Yesterday I had the privilege of meeting my Compassion child. The experience was a mixture of joy and sadness. I was so expectant for the day to unfold and looked forward to the chance of folding this boy into a loving embrace. The moment arrived and he shyly came out of the project office to meet me. I greeted him with a hearty hug. His eyes remained downcast, his demeanour humble. We were welcomed inside and his folder was produced. The Compassion Director poured over the details, informing me of his progress. He explained his health, education and spiritual results.

Eric hopes to be a teacher. The gifts I brought him couldn't have been more perfect, an abc chart, alphabet cards, writing paper and pencils so perfect to nurture this dream. A glimmer of a smile appeared as I handed over the tennis balls and musical book I had brought along. Eric hesitantly tapped on the keyboard as I gently showed him how to read the numbers and touch the keys to follow the musical pattern and words. We then bundled into the van and drove ten minutes to his home. As we drove I thought about how far he had to walk to school. It was hard to believe that children, some very young have to walk on average 18 kilometres in rural areas. 

As we pulled up to Eric's home I looked out at the little mud hut in front of me, it was tiny! The rain had been streaming down for a few minutes and had now turned the red earth to slush. We gingerly made our way inside as the rain continued to fall. It was dark. A streak of light from outside filled the doorway and offered a little illumination as we sat down on smooth wooden chairs. A row of chairs, a reed mat, and a small table filled all of the space. A simple door separated the room beyond. This room had a low bench along the back wall, a tattered mosquito net bunched to one side. At the other end, a bamboo bench leaned across the mud wall, a small window allowing in a shaft of light. 

Before arriving we had stopped at the local markets to purchase rice, sugar, oil, porridge, biscuits, soda, toothpaste and cakes of soap. I wondered how long the food items would feed a family of eight? Eric's father helped our driver unoad the supplies we had brought with us. The gifts were hefted out of the vehicle and quickly hidden inside the second room. Packets of biscuits were then split open and shared, the village children sharing the spoils with us all.

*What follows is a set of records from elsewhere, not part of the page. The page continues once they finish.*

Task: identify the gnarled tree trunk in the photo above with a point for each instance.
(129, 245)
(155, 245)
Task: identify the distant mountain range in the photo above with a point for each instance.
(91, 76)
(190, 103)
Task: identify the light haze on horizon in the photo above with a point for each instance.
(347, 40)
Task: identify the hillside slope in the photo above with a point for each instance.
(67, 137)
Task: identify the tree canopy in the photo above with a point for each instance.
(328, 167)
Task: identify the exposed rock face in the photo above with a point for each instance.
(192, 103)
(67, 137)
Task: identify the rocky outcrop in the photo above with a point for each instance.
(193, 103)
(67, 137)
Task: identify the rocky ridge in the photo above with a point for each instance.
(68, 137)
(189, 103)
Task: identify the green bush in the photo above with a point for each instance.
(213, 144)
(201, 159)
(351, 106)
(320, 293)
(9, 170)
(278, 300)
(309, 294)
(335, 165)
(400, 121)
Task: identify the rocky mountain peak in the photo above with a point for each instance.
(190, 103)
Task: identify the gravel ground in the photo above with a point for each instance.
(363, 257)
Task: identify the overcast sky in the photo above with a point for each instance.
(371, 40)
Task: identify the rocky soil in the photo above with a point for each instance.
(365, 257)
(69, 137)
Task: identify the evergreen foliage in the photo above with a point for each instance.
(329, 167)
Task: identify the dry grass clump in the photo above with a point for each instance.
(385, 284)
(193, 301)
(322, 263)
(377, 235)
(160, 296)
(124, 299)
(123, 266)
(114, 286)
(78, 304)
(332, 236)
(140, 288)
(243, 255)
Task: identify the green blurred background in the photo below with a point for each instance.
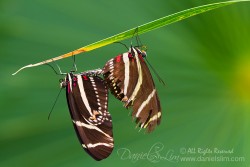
(205, 61)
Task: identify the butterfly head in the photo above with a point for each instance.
(142, 52)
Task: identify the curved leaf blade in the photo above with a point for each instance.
(140, 30)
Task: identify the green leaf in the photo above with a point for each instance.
(140, 30)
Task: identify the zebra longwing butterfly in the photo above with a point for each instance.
(130, 81)
(87, 98)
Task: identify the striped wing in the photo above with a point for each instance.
(130, 81)
(87, 99)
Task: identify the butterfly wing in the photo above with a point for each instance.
(130, 81)
(87, 99)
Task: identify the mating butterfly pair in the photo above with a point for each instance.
(129, 80)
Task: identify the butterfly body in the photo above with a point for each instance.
(87, 98)
(130, 81)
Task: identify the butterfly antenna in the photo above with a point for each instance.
(59, 69)
(54, 103)
(157, 75)
(74, 68)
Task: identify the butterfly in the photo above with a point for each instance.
(87, 98)
(129, 80)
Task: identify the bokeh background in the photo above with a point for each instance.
(205, 61)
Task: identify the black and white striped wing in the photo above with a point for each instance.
(87, 98)
(130, 81)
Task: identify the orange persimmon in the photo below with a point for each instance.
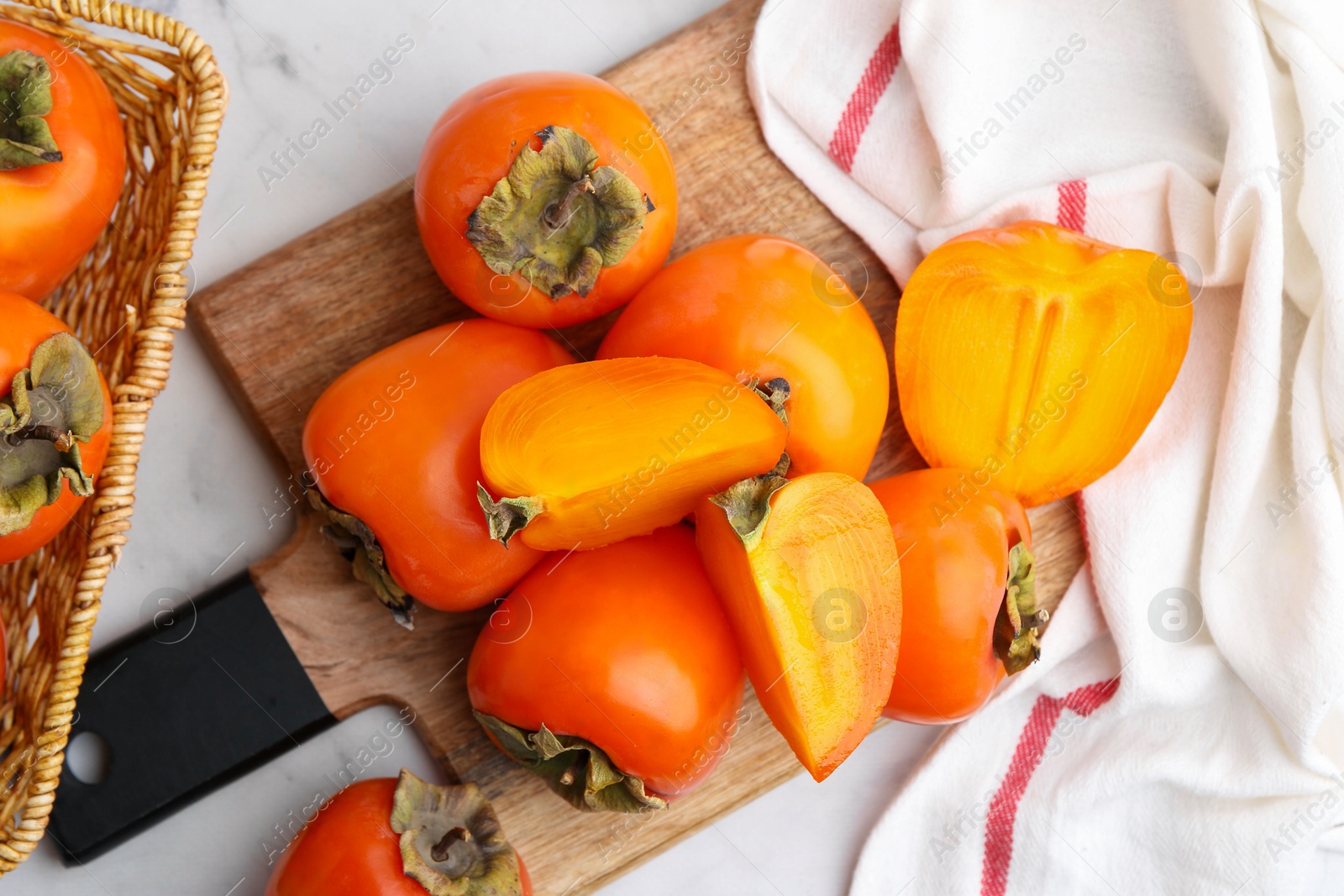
(546, 197)
(355, 846)
(968, 591)
(1037, 356)
(393, 448)
(763, 308)
(593, 453)
(808, 573)
(55, 426)
(62, 159)
(617, 679)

The whimper of the baby drew everyone's attention, her fussing resulting in her being put on the breast. Eric's siblings gathered around their mother, sitting on the mud floor slurping happily on the soda we had brought. We exchanged words with the help of a translator, the pauses in conversation allowing me to reach out to Eric, to run my hands across his razored scalp, pat his shoulder and engage in communication that required no words.

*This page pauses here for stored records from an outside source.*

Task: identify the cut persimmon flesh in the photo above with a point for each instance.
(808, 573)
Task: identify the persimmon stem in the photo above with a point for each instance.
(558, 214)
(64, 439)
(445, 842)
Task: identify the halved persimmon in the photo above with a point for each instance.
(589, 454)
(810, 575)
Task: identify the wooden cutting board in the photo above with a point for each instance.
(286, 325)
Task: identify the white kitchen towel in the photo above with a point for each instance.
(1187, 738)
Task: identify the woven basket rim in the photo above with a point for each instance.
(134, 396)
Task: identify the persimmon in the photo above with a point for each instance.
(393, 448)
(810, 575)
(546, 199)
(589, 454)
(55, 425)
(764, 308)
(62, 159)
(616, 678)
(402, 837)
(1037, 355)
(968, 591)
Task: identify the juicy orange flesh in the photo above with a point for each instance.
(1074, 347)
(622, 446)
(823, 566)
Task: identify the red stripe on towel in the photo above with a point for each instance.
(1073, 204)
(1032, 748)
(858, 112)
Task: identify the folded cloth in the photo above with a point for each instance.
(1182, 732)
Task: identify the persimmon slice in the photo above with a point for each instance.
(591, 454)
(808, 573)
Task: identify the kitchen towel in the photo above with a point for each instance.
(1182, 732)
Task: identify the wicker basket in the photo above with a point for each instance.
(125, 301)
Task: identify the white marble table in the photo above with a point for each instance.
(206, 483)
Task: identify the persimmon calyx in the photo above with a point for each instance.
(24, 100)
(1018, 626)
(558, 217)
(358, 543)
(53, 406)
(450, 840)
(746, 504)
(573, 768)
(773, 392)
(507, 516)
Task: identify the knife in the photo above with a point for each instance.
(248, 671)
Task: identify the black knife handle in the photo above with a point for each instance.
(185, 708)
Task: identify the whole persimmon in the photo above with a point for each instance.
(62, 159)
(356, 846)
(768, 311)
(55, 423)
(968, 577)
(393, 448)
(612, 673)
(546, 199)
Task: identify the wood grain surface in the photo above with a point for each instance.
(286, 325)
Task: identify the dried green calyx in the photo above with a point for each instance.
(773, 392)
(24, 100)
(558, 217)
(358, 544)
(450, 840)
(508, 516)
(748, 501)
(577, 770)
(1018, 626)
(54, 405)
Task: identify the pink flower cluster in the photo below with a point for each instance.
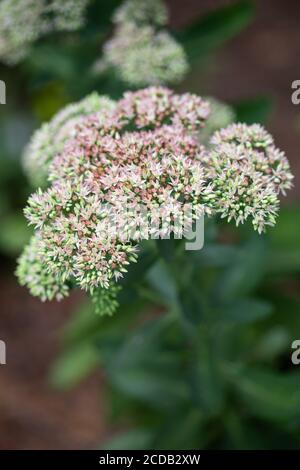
(145, 151)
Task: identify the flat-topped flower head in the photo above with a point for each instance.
(49, 140)
(247, 172)
(141, 50)
(22, 22)
(128, 173)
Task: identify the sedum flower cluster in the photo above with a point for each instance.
(22, 22)
(247, 172)
(142, 50)
(49, 140)
(144, 151)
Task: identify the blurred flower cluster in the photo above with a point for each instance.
(143, 150)
(141, 50)
(23, 21)
(49, 140)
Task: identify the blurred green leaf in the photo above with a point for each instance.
(246, 271)
(270, 395)
(255, 110)
(244, 311)
(14, 233)
(215, 28)
(73, 366)
(136, 439)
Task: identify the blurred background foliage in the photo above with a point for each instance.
(199, 352)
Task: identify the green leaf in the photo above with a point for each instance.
(216, 28)
(160, 280)
(191, 305)
(270, 395)
(135, 439)
(256, 110)
(73, 366)
(245, 273)
(244, 311)
(284, 254)
(14, 233)
(142, 368)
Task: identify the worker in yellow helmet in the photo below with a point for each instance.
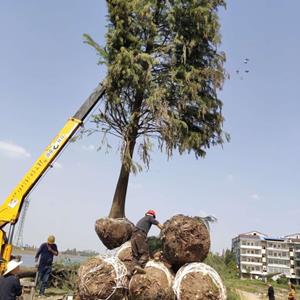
(45, 256)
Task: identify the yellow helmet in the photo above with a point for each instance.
(51, 239)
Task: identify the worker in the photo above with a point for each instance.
(10, 287)
(139, 246)
(45, 256)
(292, 292)
(271, 293)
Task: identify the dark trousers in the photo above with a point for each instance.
(139, 248)
(44, 274)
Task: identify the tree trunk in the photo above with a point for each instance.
(118, 205)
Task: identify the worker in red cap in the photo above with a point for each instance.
(139, 246)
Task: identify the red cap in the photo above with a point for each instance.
(151, 212)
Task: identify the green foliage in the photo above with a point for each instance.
(154, 244)
(164, 71)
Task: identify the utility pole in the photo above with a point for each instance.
(19, 236)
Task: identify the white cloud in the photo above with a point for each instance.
(12, 150)
(88, 147)
(255, 196)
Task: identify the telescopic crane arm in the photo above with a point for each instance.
(11, 208)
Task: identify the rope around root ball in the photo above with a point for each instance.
(198, 268)
(119, 270)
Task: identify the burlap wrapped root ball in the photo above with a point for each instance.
(114, 232)
(155, 284)
(198, 281)
(185, 240)
(102, 277)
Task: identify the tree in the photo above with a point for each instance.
(163, 73)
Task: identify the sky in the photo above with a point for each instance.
(251, 183)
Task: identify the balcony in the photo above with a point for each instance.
(251, 263)
(251, 247)
(250, 255)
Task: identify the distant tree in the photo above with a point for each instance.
(163, 73)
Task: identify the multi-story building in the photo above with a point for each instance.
(259, 255)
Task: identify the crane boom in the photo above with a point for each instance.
(11, 208)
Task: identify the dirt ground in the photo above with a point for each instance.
(253, 296)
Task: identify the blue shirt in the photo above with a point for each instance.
(145, 223)
(46, 256)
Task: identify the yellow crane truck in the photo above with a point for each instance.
(12, 206)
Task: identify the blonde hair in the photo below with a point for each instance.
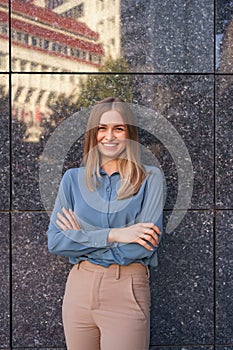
(131, 171)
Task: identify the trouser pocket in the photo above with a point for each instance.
(140, 290)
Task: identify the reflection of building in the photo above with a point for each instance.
(101, 16)
(42, 41)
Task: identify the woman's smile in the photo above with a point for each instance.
(111, 136)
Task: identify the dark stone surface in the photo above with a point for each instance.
(4, 153)
(38, 284)
(198, 347)
(224, 138)
(224, 36)
(187, 103)
(168, 36)
(5, 281)
(224, 277)
(182, 288)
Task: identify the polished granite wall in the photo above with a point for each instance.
(170, 51)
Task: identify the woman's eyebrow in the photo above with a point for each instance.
(112, 124)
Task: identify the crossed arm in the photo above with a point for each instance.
(140, 240)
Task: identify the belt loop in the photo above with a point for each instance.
(117, 272)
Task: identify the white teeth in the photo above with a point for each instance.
(110, 144)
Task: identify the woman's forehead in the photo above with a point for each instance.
(111, 117)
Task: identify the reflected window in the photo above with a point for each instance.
(23, 65)
(19, 36)
(34, 41)
(72, 51)
(13, 34)
(4, 29)
(54, 47)
(46, 44)
(26, 39)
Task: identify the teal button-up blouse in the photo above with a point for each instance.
(99, 211)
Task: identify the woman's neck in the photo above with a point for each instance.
(110, 167)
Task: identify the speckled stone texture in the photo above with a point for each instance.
(182, 348)
(5, 281)
(182, 288)
(224, 277)
(224, 142)
(168, 36)
(4, 154)
(38, 284)
(187, 103)
(224, 36)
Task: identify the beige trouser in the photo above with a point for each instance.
(107, 308)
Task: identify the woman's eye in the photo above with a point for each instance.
(120, 129)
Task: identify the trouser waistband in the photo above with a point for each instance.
(114, 269)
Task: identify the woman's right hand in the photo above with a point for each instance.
(141, 233)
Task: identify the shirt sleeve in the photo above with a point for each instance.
(152, 211)
(72, 243)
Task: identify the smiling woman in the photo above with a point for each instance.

As our time drew to a close, Eric's father offered a few words. "Thank you for looking after Eric and all of us". His words broke me, tears welled up blurring my vision. I took a breath. My heart was breaking. This was messing me up. I expected to feel happy, but a deep sadness was filling every part of me. Their need was so great, their living so rudimentary. I get to leave, to go back to my life, but this, this was their reality. I hugged each of them in turn, trying to covey a message that the language barrier couldn't express. I had to leave this boy in the land of a thousand hills, had to say goodbye after only just meeting. Not enough time to say all the things that needed saying, not enough time!